SAN DIEGO — Teachers in California have drastically changed their outlook on the profession post-pandemic. It appears those views have significantly become more negative, according to a new survey.

Hart Research Associates conducted in-depth interviews of 4,600 TK-12 teachers in the Golden State on behalf of the California Teachers Association. What they discovered were educators who feel burdened by stress and peaking exhaustion.

Since the coronavirus pandemic, 77 percent of California teachers say things have changed for the worse. This is up from 45 percent previously.

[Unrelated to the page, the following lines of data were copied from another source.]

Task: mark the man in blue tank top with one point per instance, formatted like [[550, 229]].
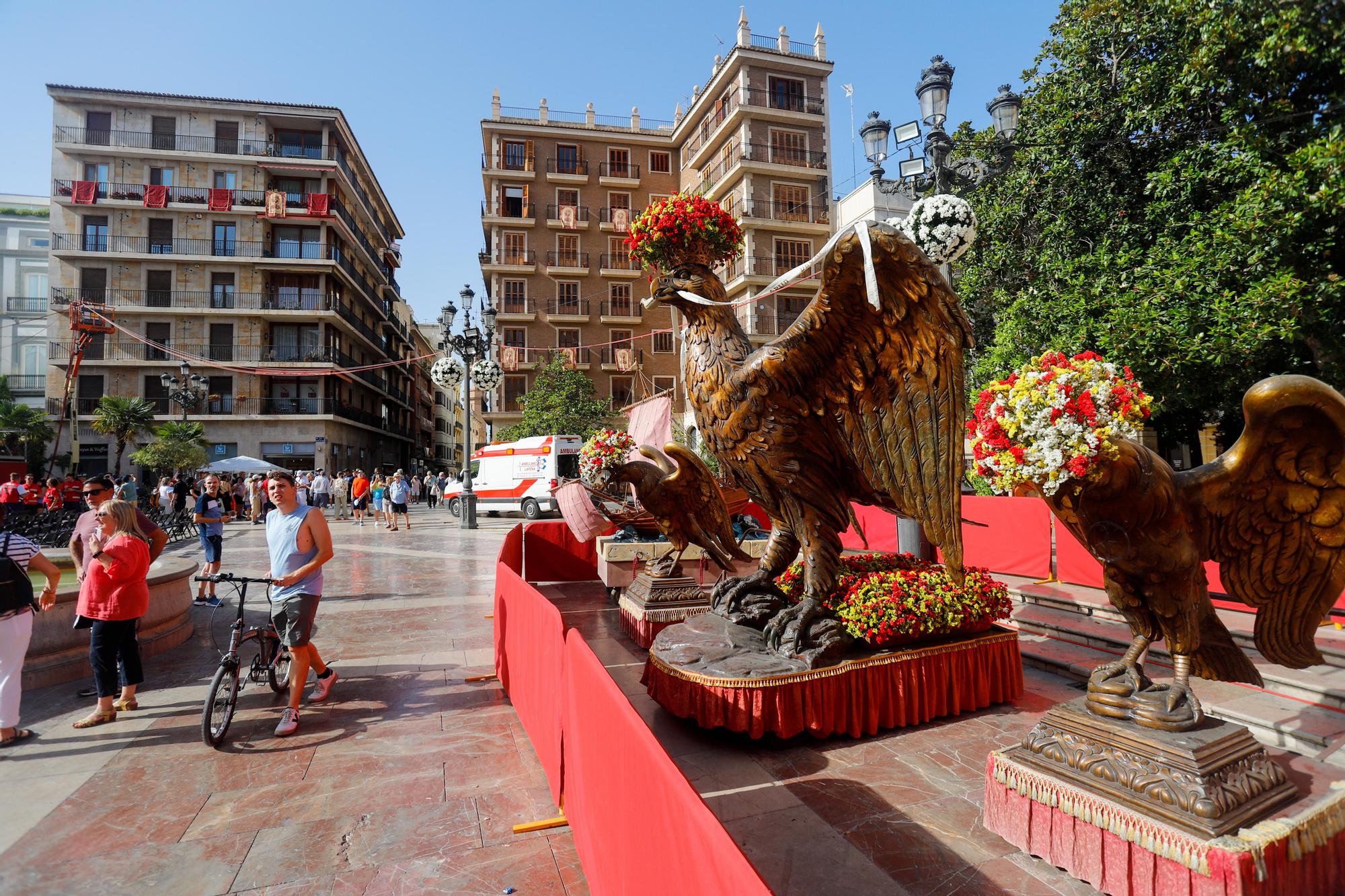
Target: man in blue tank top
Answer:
[[301, 544]]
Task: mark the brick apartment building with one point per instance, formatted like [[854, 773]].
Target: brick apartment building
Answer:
[[161, 213], [560, 190]]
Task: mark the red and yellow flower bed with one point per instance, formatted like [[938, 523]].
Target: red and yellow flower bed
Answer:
[[899, 599]]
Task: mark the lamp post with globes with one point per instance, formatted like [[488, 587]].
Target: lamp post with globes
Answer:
[[188, 391], [934, 173], [471, 345]]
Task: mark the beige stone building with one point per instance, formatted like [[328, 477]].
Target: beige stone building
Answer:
[[562, 188], [276, 304]]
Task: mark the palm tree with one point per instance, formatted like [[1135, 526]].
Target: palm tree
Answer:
[[123, 417]]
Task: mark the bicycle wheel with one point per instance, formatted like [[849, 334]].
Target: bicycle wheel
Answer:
[[279, 671], [221, 700]]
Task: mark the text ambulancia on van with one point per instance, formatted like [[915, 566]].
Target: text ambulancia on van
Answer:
[[520, 475]]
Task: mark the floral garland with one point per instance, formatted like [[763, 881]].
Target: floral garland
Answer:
[[605, 450], [892, 599], [684, 228], [945, 227], [1052, 421]]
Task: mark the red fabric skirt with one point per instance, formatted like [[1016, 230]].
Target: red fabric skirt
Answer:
[[857, 697]]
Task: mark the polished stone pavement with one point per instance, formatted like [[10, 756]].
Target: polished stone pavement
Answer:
[[408, 780]]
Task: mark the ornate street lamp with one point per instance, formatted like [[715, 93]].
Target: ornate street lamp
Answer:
[[188, 391], [473, 346], [934, 173]]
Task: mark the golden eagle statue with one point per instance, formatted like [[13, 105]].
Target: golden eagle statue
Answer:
[[1270, 512], [859, 400]]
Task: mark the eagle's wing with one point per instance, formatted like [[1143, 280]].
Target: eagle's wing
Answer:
[[1274, 512], [891, 376]]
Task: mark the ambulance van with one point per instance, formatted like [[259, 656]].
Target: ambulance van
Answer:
[[520, 475]]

When asked to described the work of teachers, 68 percent of the state’s current educators say it’s “exhausting” and 61 percent say it’s “stressful.” Burnout was the top reason those in the field of education are considering alternative career paths.

Another indicator of stress for California teachers is the challenge of finding affordable housing near their place of work. Eighty percent of those surveyed say they are experiencing financial stress in regards to this difficulty.

Managing basic expenses has also become a challenge for Golden State teachers. Sixty-eight percent of respondents expressed this as a challenging factor.

Higher pay was suggested by the majority of respondents as a way to improve their overall satisfaction. They are also looking for smaller class sizes and more support for students.

California’s state budget is set to address concerns surrounding professional development for educators. However, as it stands, one in five teachers are planning to leave their post by 2025.